Novo Nordisk is pushing the boundaries by not just trying to find the needle faster. They’re also thinking about how to manufacture their drugs at the outset, tackling scalability earlier in the process by taking multiple parallel approaches to address things like expression and stability. In other words, they’re not just building a better product—they’re building a product that they can actually make.
Considering the faster time-to-market and financial savings that will result from increased use of synbio tools in biopharmaceutical production certainly is exciting, for obvious reasons. But we must not forget there is a human side to all of this as well: the patients who benefit from better drugs that they can actually access.

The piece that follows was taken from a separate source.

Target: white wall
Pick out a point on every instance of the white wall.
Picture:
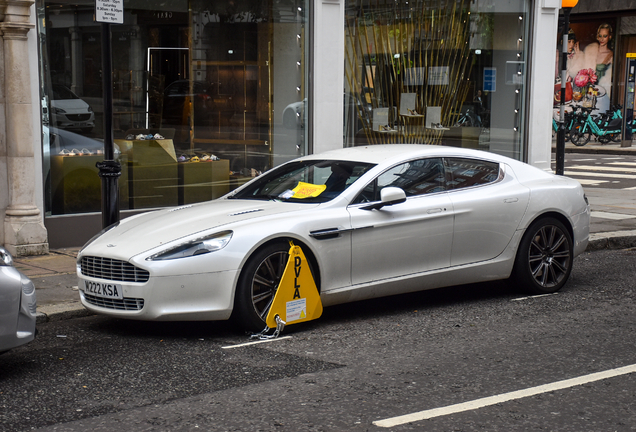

“The kinds of things that synbio is doing—the kinds of things that Ginkgo is enabling through the data that they generate—are going to facilitate an approach that could be hugely disruptive to human therapy. It’s quite remarkable, Baldoni told me. He was talking specifically about personalized medicines and medicines that could even be produced in the clinic, skipping the traditional manufacturing pipeline altogether.
Moonshot? Maybe. But moonshots are what the synbio industry thrives on. And when we aim for them—as Baldoni and his colleagues at GSK did in 2012—we enable ourselves and others to actually make them happen.